I know, but it is frightening how little some people have learned from history. Left with simplistic self-fooling notions as if English people are innately good so nothing they think or support can be fascist because they opposed German Nazis in WWII. While they support the modern equivalent of Mosley who would have had us on the other side.
 
A radical thought - rather than simply rely upon the unfunded (albeit worthy) manifesto and campaign aspirations, the incoming government could articulate the measures they will use to evaluate their election and subsequent government a success or failure.

I had in mind (for instance) the following - eg:
  • unemployment currently 4.3%. Target - no more than 4.5%
  • growth from 2023 compared to other G7 members.

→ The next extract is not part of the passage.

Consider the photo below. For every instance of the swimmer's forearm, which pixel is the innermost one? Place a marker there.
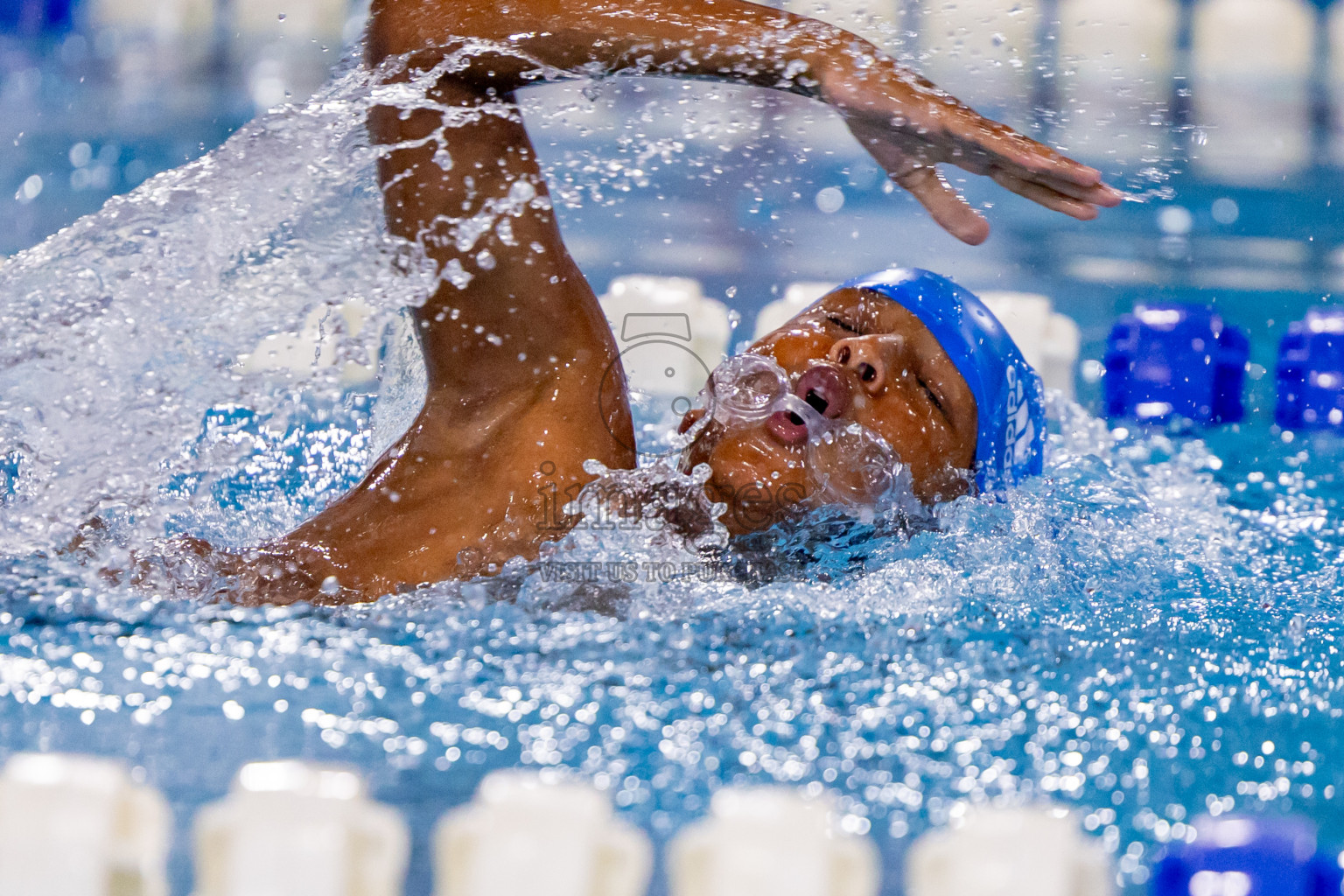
(724, 39)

Target 1st or 2nd position
  • overall tax take currently 40%. Target below 40%
  • NHS waiting lists currently 7.6m Target 2.0m
  • A&E waiting time currently 75% within 4 hours. Target 95%
  • Housebuilding currently ~231k (2023). Target 1.5m over 5 years
  • GDP to debt ratio currently 98%. Target less than 95%
There are more - but the principle is clear - stop the BS, objectivity, clear expectations. Had the same objective analysis been done with Brexit I suspect we would now judge it an unmitigated failure.

The thought process should also set levels of achievement ranging from complete failure, through reasonable, to outstanding. Not all will be fully achieved, some will be abject failures - a balanced scorecard needs to be the outcome.

No matter how worthy an idea, or reflective of good management practice, to set clear criteria to judge success or failure, I suspect the flow of BS, blame the current incumbents (probably fair), or blame external events beyond the control of government will prevail.
This all assumes everything outside the targets is in stasis, and if that is not the case then the targets can start distorting things. Some of them are just unrealistic, like your second bullet. And in every simplistic target there is a dodge or an unexpected cost that has not been democratically accounted for with the same transparency.

Life is complicated never mind governing a society. Lots of people are prone to thinking it should be more 'simples' but it just isn't a game of top trumps.
 
This all assumes everything outside the targets is in stasis, and if that is not the case then the targets can start distorting things. Some of them are just unrealistic, like your second bullet. And in every simplistic target there is a dodge or an unexpected cost that has not been democratically accounted for with the same transparency.

Life is complicated never mind governing a society. Lots of people are prone to thinking it should be more 'simples' but it just isn't a game of top trumps.
I can fully understand why many want to see the back of the Tories.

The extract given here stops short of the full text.